The most common "whistleblowers" of prohibited relationships are former employees, former partners and occasionally, competitors. Often when practices including group practices, consult with our office with an eye toward reorganization, dissolution, physician termination or expansion early on, we assess the legal integrity of the existing business relationships. We take these precursory measures in order to assess vulnerability based upon prior business practices, and to implement a plan of correction that is maintained and integral with the original purpose of our engagement as counsel.
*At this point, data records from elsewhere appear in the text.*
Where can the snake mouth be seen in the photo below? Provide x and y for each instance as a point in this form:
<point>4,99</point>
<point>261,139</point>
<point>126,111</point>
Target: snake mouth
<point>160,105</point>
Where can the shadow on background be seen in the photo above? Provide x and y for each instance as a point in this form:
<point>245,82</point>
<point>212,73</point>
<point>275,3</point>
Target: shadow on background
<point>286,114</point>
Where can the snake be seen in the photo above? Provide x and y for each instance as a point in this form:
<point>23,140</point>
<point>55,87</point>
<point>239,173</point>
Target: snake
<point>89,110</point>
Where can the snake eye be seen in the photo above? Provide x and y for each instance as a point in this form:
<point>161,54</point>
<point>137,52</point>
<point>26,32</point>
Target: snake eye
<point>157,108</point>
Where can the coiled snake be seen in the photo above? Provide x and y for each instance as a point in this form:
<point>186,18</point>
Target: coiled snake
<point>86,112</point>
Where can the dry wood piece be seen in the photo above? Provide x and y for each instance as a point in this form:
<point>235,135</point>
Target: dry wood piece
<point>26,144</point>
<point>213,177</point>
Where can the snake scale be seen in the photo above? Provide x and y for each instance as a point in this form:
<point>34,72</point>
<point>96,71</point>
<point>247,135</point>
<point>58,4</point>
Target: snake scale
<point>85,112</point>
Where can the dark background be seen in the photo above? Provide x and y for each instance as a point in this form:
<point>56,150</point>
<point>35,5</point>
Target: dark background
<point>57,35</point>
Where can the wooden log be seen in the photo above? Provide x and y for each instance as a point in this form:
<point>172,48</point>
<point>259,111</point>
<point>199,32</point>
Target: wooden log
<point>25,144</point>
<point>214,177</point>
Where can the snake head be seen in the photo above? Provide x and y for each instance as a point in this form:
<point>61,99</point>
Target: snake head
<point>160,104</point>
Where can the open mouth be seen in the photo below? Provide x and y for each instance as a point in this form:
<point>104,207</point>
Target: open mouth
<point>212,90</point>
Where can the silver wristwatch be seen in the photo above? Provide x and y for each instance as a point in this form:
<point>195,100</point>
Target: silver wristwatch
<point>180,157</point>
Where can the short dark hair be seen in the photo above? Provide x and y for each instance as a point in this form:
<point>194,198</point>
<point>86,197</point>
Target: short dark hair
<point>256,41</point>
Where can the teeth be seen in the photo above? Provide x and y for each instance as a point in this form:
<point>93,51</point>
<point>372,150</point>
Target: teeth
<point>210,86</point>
Rarely does a Stark violation happen on an anecdotal basis, as it usually derives from a flaw in the client’s business model. Therefore, the penalty of $15,000 per instance of prohibited service, coupled with a $100,000 civil penalty for each offending business arrangement, usually results in devastating financial loss.

The federal Anti-Kickback Law (the "AKL"), the federal Civil Monetary Penalties statute (the "CMP Law") and the fee-splitting prohibition contained in §6509-a of the New York Education Law make clear that the payment of remuneration or anything of value in exchange for referrals is prohibited. The AKL prohibits the payment of money or any other remuneration, directly or indirectly, in return for the referral of any item or service for which payment may be made (in whole or in part) under a government health program. The CMP Law effectively prohibits the same conduct. However, the AKL and the CMP are different in that the AKL is a criminal statute (requiring the government to prove intent), while the government is only required to meet a "knew or should have known" standard in order to prove CMP Law violations. A conviction under the AKL brings with it the prospect of jail and significant fines, while conduct violating the CMP Law will usually result in civil monetary penalties and potential exclusion from Medicare and other federal health programs. Violations of the AKL and the CMP Law may also lead to prosecutions under the federal False Claims Act.